Margaret aguantó la respiración. Sabía que se había extendido demasiado, pero no le quedó más remedio. Tenía que darle las pistas para que supiera cómo tenía que describir la relación entre su padre y la mujer con la que él había pensado casarse. Lo único que tenía que hacer era recoger el testigo y decir: “Oh, sí, papá y Carmel. Qué risa. Tienen que hablar con ella si buscan adonde ha ido a parar ese dinero”; pero no lo dijo.

En lugar de eso, contestó:

– No sería Carmel. Apenas se conocían. Papá no estaba interesado. No era su tipo.

– Pero me dijiste… -dijo Margaret a su pesar.

Adrián la miró.

– Creo que no. Lo diste por sentado. ¿Y por qué no? Era muy lógico, ¿no?

Margaret vio que los otros dos no tenían ni idea de acerca de qué hablaban madre e hijo, pero no había duda de que les interesaba averiguarlo. Sin embargo, estaba tan desconcertada por la noticia que acababa de darle su hijo, que no pudo asimilarla lo suficientemente deprisa para decidir el daño que provocaría tener delante de ellos la conversación que necesitaba tener con Adrián. Dios santo, ¿acerca de qué más le había mentido? Y si se le ocurría musitar siquiera la palabra “mentira” en presencia de estos londinenses, ¿cómo diablos la utilizarían? ¿Adonde los llevaría eso?
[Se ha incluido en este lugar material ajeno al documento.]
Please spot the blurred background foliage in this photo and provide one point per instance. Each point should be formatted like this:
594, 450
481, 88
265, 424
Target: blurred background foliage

– Me precipité en mis conclusiones. Tu padre siempre… Bueno, ya sabes cómo era con las mujeres. Supuse… Debí de entenderlo mal… Pero sí que dijiste que ella se lo tomó como una aventura para pasar el rato, ¿verdad? Tal vez te referías a otra persona y yo pensé que era Carmel…

Adrián sonrió irónicamente, disfrutando del espectáculo que ofrecía su madre al retractarse de lo que acababa de decir. La dejó con la incertidumbre un poco más antes de intervenir.

– No sé de nadie en Inglaterra -les dijo a los demás-, pero papá se estaba tirando a alguien de la isla. No sé quién era, pero mi tía sí lo sabe.

– ¿Se lo contó?

– Les oí discutir sobre ello. Lo único que puedo decirles es que se trata de alguien joven, porque Ruth amenazó con contárselo al padre de ella. Dijo que si era la única forma de impedir que papá siguiera con una niña, lo haría. -Adrián sonrió sin alegría y añadió-: Mi padre era un mal bicho. No me sorprende que al final alguien lo matara.

Margaret cerró los ojos, deseó fervientemente que algo se la llevara de allí y maldijo a su hijo.